Efficient Training/Inference GPU CoLocate Based on VERL
The flexibility of the AgentJet swarm architecture does not come at the expense of GPU utilization efficiency & generating large GPU bubbles. Inside the Swarm Server, AgentJet still adopts the battle-tested VERL training/inference CoLocate architecture: this means that inference (rollout generation) and training (gradient update) share the same group of GPUs, avoiding waste of GPU memory.
For researchers familiar with VERL, almost all algorithm implementations implemented by VERL can be applied to AgentJet losslessly. AgentJet adds a swarm communication layer and timeline merging optimization on this basis, but the core training logic remains consistent.
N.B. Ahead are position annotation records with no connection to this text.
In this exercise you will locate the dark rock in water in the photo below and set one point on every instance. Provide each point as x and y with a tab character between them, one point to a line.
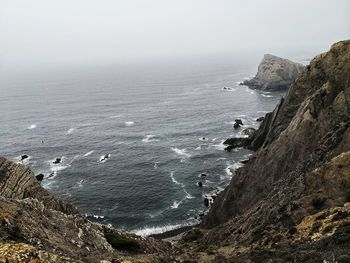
275	73
236	126
105	157
239	121
24	156
58	160
237	143
39	177
206	201
249	131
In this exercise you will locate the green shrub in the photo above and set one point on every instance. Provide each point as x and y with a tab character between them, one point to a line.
119	241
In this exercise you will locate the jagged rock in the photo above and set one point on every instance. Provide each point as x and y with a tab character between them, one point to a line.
17	181
239	121
23	157
236	143
240	141
250	132
39	177
274	73
57	161
30	214
303	156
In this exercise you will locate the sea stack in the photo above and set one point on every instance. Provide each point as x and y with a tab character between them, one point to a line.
274	73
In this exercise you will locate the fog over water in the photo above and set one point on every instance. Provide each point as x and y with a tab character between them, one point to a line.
136	97
41	33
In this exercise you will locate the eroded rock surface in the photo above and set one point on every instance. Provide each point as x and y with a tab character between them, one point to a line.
274	73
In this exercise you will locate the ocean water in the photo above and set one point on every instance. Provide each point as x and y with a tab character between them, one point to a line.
162	127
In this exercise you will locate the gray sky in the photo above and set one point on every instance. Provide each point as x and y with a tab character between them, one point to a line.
87	31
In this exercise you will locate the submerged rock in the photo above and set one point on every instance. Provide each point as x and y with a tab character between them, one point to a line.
275	73
39	177
57	161
24	156
249	132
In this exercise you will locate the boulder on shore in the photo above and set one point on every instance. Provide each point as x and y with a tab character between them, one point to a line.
274	73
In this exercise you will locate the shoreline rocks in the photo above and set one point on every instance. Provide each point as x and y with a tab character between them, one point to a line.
274	73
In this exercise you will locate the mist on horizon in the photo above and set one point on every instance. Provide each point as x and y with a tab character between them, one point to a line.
39	33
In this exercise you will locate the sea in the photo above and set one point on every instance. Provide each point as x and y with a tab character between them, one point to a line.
133	140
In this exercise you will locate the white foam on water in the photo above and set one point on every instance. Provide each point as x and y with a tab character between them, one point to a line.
176	204
115	116
25	161
104	158
70	130
232	167
266	95
174	180
88	153
159	229
220	146
129	123
150	138
187	194
181	152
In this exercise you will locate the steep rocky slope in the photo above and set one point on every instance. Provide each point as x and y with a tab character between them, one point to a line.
274	73
40	226
302	165
289	203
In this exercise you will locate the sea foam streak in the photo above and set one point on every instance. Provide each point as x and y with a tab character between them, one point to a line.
70	130
160	229
150	138
88	153
176	204
232	167
181	152
129	123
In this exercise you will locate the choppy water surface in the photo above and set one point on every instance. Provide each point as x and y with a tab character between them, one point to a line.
161	127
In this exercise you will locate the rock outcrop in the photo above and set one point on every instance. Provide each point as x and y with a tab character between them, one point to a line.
290	202
301	168
274	73
36	224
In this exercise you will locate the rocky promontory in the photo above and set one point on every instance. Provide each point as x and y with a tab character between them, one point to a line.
274	73
289	203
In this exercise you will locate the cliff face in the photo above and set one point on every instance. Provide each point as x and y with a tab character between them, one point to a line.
274	73
302	166
289	203
19	182
35	224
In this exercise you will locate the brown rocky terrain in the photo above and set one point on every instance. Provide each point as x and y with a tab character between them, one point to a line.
289	203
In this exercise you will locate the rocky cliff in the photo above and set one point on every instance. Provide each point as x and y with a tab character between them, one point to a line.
35	225
274	73
289	203
301	168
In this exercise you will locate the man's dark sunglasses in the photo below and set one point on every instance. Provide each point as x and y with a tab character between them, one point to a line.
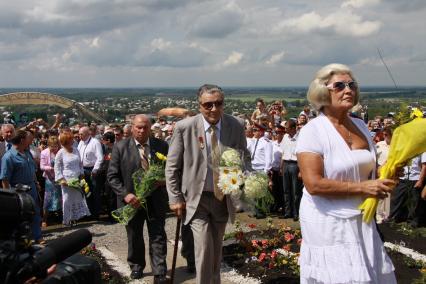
209	105
340	86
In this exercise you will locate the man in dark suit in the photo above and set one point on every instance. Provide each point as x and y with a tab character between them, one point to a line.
128	156
192	174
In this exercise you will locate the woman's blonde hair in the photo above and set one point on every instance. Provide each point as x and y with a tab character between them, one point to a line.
53	141
318	94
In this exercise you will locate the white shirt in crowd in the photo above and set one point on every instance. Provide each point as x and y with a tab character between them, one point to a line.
91	153
413	169
277	153
261	154
382	152
308	115
289	147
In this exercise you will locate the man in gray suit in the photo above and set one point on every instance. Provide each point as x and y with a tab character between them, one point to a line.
7	132
128	156
192	173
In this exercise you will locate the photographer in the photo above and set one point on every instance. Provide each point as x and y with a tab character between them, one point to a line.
18	167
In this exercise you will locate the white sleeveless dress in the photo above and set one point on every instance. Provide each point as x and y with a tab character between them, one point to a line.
337	246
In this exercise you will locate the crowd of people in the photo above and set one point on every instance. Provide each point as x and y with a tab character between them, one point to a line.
320	164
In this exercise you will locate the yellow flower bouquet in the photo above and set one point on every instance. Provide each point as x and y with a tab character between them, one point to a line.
144	184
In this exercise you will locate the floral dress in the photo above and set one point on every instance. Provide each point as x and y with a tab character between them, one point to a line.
68	166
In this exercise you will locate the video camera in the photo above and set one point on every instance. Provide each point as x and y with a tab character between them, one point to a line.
20	260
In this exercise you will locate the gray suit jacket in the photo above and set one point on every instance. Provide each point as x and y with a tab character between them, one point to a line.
187	160
125	160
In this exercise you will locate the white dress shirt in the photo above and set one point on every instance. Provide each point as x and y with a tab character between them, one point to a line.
261	154
277	153
91	154
208	185
289	147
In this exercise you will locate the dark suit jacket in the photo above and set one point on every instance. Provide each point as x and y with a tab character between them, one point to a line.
125	160
187	161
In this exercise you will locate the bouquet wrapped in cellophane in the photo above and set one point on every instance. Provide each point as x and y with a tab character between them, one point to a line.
252	188
231	176
145	184
256	191
80	185
408	141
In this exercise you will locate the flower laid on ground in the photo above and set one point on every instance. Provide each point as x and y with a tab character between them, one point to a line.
231	177
144	183
408	141
231	158
270	248
80	185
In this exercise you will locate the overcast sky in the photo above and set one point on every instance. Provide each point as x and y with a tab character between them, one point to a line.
141	43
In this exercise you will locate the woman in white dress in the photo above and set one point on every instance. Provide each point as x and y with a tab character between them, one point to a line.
337	161
68	166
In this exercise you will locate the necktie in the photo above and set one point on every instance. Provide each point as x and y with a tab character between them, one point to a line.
215	156
144	157
255	147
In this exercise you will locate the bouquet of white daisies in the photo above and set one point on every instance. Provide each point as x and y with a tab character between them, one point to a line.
231	176
256	191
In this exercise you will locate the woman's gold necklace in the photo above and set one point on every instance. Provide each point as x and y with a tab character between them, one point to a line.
349	140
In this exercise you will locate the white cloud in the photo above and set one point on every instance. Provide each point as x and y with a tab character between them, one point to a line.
275	58
233	59
344	23
95	42
160	44
359	3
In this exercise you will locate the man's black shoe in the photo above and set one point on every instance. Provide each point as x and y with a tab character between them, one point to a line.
136	274
190	268
160	279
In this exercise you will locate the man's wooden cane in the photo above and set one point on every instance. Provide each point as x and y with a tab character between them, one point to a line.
172	276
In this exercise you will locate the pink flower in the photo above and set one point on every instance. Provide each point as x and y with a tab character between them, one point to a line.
288	237
201	140
239	235
251	226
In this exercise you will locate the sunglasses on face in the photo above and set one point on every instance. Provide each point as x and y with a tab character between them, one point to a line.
209	105
340	86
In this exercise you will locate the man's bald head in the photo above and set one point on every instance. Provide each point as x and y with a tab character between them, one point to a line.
141	128
141	118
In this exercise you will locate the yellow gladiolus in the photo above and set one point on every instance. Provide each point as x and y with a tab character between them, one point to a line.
160	156
416	113
408	141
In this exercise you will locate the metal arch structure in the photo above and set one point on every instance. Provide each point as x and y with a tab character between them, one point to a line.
37	98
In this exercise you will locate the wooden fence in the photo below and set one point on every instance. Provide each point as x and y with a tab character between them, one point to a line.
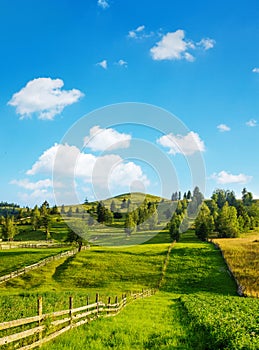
41	263
240	288
45	327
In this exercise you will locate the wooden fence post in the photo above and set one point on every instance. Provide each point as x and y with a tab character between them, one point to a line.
116	302
97	303
40	316
70	310
108	305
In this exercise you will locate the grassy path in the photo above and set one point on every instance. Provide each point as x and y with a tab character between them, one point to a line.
150	323
162	321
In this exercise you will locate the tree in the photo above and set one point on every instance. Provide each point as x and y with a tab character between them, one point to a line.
9	229
153	219
54	210
63	211
174	226
204	223
46	223
220	197
130	224
123	204
247	197
35	218
227	222
78	233
70	212
113	206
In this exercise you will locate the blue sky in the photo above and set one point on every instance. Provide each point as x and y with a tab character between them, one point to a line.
61	60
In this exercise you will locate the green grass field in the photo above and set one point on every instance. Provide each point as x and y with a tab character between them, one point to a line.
197	306
14	259
242	255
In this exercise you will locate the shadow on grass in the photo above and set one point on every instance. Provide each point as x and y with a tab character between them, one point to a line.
57	276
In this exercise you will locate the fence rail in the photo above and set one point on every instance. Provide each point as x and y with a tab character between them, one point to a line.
46	327
41	263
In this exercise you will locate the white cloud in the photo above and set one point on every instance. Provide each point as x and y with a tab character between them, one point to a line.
103	139
69	162
187	145
103	4
103	64
252	123
28	185
223	128
122	63
174	46
44	97
38	191
136	32
125	174
224	177
206	43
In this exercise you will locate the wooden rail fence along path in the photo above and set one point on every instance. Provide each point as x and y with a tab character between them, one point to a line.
41	263
42	328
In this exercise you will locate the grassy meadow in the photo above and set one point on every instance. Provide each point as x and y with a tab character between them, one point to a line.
195	307
242	255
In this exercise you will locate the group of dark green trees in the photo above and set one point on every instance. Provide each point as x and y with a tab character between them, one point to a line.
223	214
38	217
227	216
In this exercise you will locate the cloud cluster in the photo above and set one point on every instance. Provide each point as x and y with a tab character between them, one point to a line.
103	4
136	33
251	123
68	161
103	64
44	97
186	145
223	128
106	139
224	177
174	46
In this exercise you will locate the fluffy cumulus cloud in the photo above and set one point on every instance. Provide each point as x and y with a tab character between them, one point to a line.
251	123
103	4
224	177
206	43
136	33
223	128
33	186
187	145
35	192
103	64
44	97
106	139
125	174
122	63
174	46
69	162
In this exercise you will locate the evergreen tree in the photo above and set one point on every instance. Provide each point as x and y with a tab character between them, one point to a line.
35	218
247	197
227	222
204	223
113	206
174	227
9	229
130	224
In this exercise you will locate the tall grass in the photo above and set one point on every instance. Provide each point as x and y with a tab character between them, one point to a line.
242	255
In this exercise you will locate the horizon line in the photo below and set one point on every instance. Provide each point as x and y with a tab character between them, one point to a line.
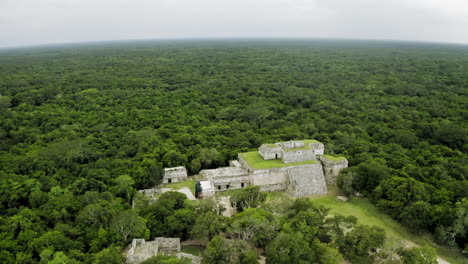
115	41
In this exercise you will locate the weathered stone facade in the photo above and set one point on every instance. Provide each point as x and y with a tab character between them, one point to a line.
141	250
207	189
193	258
332	168
270	151
298	155
306	179
227	178
175	174
297	180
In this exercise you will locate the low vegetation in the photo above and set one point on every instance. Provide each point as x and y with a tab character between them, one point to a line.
256	161
83	127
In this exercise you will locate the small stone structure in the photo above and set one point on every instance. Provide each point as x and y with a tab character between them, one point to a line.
175	174
306	179
141	250
193	258
292	151
309	172
207	189
332	168
226	178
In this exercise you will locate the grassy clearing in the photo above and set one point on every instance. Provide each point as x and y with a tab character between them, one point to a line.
305	147
258	163
179	185
397	235
309	141
334	158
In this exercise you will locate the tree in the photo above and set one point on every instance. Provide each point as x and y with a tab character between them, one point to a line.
254	225
418	255
208	225
289	248
109	255
221	250
359	242
127	225
124	187
369	174
247	197
161	259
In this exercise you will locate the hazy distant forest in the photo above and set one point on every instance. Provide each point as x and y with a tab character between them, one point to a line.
82	127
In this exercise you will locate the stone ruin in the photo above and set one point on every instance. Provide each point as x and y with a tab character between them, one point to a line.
175	174
309	172
141	250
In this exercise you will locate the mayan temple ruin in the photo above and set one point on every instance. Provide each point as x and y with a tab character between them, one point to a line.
298	167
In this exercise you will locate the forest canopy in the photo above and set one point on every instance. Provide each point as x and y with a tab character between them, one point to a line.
85	126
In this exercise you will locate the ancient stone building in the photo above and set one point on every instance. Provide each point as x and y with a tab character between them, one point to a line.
332	167
175	174
227	178
298	167
141	250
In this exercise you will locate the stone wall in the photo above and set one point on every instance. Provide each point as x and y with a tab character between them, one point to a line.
268	177
175	174
207	189
168	244
298	156
318	148
193	258
332	168
141	250
269	152
291	144
306	179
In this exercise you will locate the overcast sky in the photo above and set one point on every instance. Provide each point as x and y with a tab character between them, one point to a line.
31	22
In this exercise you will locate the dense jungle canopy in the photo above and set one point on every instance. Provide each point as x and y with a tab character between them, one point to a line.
82	127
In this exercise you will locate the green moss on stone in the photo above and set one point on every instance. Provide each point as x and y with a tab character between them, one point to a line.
256	161
334	158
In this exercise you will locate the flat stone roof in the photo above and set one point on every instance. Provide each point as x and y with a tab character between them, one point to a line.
224	172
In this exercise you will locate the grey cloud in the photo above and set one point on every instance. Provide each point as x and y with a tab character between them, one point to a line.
29	22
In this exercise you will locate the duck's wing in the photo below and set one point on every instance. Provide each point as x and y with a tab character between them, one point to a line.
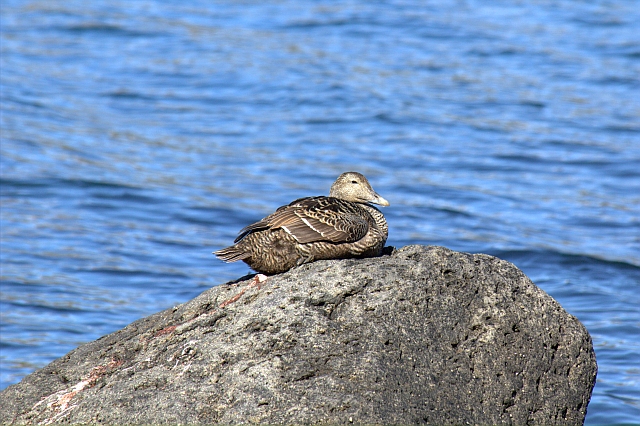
315	219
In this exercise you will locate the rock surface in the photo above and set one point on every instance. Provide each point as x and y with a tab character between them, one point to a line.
424	334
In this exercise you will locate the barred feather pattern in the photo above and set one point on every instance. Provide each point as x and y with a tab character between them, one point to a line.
313	228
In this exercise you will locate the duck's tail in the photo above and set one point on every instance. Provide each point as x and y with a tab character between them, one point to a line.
232	254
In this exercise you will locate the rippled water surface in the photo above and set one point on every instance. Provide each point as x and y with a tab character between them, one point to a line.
137	137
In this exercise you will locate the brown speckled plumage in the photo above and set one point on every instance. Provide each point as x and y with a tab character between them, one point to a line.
339	226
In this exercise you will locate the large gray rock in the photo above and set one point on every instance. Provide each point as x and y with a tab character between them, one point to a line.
422	335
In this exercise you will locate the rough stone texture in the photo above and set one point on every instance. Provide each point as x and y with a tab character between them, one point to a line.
422	335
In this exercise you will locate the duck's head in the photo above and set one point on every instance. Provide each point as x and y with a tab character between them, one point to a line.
354	187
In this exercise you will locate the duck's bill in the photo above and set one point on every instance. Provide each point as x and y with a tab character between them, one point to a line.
380	201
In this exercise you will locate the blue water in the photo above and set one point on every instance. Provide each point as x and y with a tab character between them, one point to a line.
137	137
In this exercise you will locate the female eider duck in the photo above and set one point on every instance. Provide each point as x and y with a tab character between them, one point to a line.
342	225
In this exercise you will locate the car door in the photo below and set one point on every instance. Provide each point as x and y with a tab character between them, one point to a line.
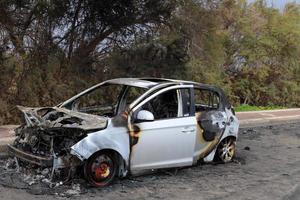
168	140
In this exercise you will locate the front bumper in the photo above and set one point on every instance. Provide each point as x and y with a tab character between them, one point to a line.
38	160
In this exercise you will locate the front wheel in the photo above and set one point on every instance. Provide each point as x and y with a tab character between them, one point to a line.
100	169
226	150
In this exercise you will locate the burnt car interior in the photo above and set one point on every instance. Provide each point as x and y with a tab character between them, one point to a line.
102	101
163	106
206	100
107	100
207	106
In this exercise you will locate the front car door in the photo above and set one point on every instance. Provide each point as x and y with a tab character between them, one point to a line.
168	140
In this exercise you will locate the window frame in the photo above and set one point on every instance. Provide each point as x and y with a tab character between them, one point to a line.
137	107
215	93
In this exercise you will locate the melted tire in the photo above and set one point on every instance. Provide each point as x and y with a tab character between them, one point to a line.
226	150
89	169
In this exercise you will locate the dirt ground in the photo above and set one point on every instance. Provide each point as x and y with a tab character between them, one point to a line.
267	167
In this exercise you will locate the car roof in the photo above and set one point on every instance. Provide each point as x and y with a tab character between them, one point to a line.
147	82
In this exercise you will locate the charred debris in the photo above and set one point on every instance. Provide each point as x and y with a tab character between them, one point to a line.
42	148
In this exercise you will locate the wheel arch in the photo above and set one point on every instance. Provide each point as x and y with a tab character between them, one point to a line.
121	162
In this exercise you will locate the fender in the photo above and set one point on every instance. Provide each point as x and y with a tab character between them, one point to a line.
115	138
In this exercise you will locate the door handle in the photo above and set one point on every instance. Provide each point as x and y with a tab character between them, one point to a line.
187	130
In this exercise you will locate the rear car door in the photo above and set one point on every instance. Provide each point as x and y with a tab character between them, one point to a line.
168	140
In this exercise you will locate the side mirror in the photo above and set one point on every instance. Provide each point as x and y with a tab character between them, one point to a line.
144	116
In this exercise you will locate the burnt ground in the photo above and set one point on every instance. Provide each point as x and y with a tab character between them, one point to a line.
267	167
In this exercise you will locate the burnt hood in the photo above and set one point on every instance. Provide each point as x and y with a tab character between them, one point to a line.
54	117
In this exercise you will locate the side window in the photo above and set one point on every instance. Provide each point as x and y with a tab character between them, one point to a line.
101	101
164	105
186	102
206	100
131	94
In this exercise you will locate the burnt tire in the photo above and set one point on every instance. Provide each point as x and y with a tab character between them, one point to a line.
226	150
100	169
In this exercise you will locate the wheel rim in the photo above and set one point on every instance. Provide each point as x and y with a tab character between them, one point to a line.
101	168
227	150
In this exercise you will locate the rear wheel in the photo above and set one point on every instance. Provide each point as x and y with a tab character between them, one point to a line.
226	150
100	169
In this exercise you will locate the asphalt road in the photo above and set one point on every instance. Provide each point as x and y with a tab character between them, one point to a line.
267	167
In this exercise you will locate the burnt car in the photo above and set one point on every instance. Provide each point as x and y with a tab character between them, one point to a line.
129	126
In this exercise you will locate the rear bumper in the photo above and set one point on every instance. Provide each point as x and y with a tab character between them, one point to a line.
38	160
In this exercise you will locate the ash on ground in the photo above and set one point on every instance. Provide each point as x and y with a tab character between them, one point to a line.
39	181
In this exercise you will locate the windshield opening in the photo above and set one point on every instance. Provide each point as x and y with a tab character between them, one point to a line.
107	100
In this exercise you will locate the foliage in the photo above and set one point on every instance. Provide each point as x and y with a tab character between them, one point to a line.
50	50
245	107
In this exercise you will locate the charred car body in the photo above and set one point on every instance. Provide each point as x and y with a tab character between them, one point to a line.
129	126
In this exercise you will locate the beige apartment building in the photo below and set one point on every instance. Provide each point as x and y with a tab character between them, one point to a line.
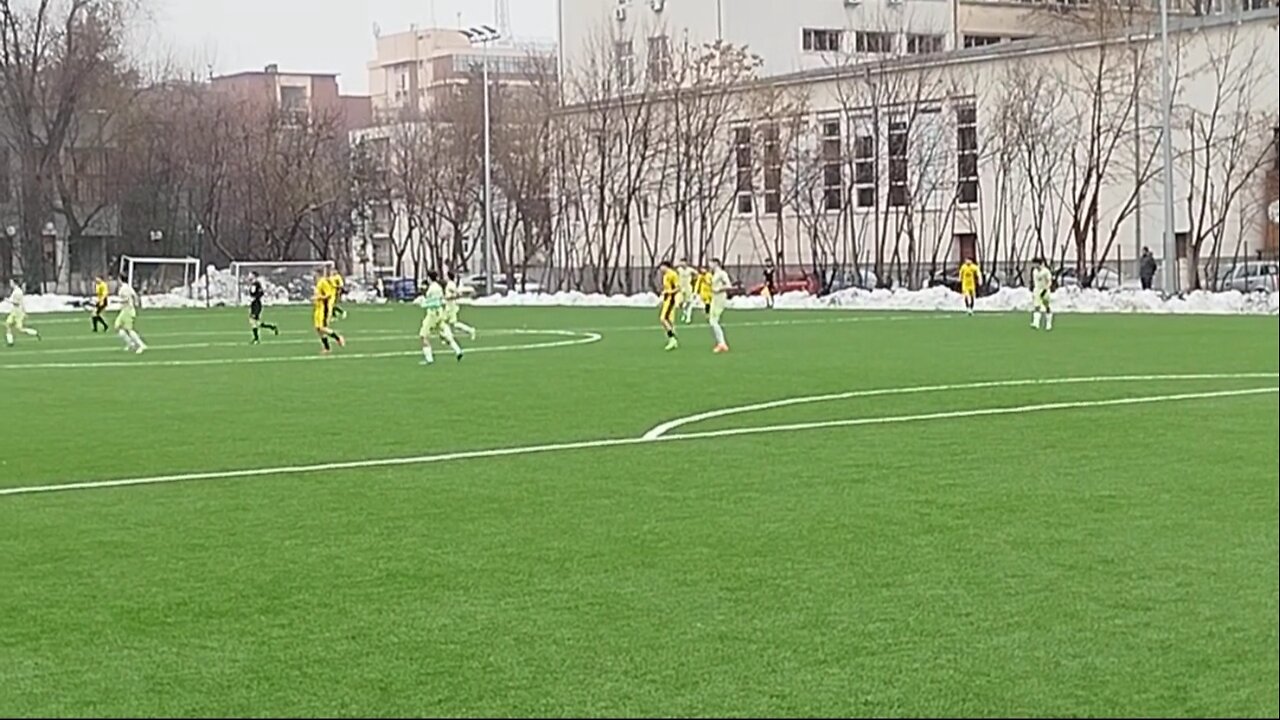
412	69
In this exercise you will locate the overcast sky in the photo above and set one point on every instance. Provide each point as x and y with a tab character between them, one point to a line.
332	36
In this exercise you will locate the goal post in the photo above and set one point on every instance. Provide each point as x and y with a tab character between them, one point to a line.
287	281
160	276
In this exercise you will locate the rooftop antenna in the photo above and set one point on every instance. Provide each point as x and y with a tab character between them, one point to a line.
502	17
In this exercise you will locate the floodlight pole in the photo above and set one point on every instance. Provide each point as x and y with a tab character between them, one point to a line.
1166	101
487	35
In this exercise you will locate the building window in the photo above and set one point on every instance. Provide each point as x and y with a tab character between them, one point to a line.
743	163
821	40
772	168
923	44
874	41
967	154
865	167
982	40
88	182
659	59
899	146
625	62
832	167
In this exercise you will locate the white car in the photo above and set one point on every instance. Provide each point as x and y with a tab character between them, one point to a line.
499	283
1249	277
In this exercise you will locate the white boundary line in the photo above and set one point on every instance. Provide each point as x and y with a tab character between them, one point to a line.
575	338
662	429
618	442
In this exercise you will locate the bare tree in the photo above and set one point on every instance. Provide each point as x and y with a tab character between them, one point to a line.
53	57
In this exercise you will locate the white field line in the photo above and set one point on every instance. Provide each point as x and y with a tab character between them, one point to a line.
574	338
618	442
380	335
662	429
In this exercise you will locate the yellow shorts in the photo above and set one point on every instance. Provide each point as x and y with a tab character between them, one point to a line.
668	308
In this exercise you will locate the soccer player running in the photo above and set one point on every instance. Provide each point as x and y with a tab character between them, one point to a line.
969	278
128	315
451	305
339	288
1042	286
255	309
720	285
769	288
321	309
671	296
435	319
100	292
17	319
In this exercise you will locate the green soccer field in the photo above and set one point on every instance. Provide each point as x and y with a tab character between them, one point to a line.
848	514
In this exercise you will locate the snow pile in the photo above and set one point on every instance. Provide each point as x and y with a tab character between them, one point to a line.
940	299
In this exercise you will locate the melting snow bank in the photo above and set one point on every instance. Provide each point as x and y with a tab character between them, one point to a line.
937	299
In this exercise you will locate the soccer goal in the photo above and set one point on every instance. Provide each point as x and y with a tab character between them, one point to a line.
160	276
289	281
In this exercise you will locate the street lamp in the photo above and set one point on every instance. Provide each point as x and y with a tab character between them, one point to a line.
485	35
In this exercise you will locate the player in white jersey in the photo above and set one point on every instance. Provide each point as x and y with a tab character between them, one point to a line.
451	305
1042	287
434	320
721	283
688	297
17	319
129	304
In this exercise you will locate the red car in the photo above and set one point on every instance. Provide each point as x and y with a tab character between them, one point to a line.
790	283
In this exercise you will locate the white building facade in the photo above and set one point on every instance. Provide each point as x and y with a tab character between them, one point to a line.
1040	147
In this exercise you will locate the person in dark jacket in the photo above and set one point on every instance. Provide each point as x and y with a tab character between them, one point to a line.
1147	268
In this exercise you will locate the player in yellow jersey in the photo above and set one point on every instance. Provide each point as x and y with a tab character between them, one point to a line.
321	309
969	278
339	287
670	300
100	292
704	288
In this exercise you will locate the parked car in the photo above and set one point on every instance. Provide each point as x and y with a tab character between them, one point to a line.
499	283
803	282
1249	277
1104	278
950	279
864	279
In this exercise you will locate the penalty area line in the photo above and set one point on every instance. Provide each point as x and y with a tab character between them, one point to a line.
621	442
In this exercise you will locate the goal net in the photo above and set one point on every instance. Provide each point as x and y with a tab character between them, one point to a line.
289	281
160	276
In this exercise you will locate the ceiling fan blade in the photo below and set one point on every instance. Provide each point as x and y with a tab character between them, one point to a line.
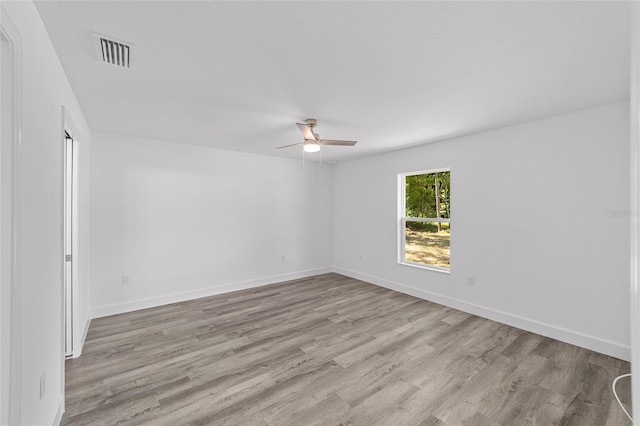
306	131
336	142
287	146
Migration costs are low, and performance is guaranteed.
Conclusion and Outlook
The core philosophy of the AgentJet swarm training framework can be summarized in one sentence: Let the flexibility of Agent training match the complexity of the Agent itself.
When Agent workflows become increasingly complex, rely on more external tools, and involve more heterogeneous models, the training framework should not become a bottleneck. By completely decoupling training inference (Server) from Agent runtime (Client), AgentJet achieves:
- Developer Friendly: Debug Agent workflows on a laptop with IDE, connect to remote swarm for instant training.
- Engineering Robustness: External runtime failures do not affect training progress, seamlessly resume after repair.
- Algorithm Flexibility: Multi-task mixed training, heterogeneous multi-model collaborative training, dynamic data ratio adjustment, everything is configurable.
- Reliable Performance: Inherits VERL's efficient CoLocate architecture, supplemented by timeline merging acceleration techniques, and version-by-version performance tracking capabilities to ensure trustworthy results.
We believe that when the training framework is no longer a limiting factor, researchers and engineers can devote more energy to truly important things - designing better Agent architectures, exploring more effective reward signals, and trying bolder multi-agent collaboration strategies.
AgentJet is fully open-sourced on GitHub. Researchers and developers in the community are welcome to try, provide feedback, and contribute. Let's push LLM Agent training into the swarm era together.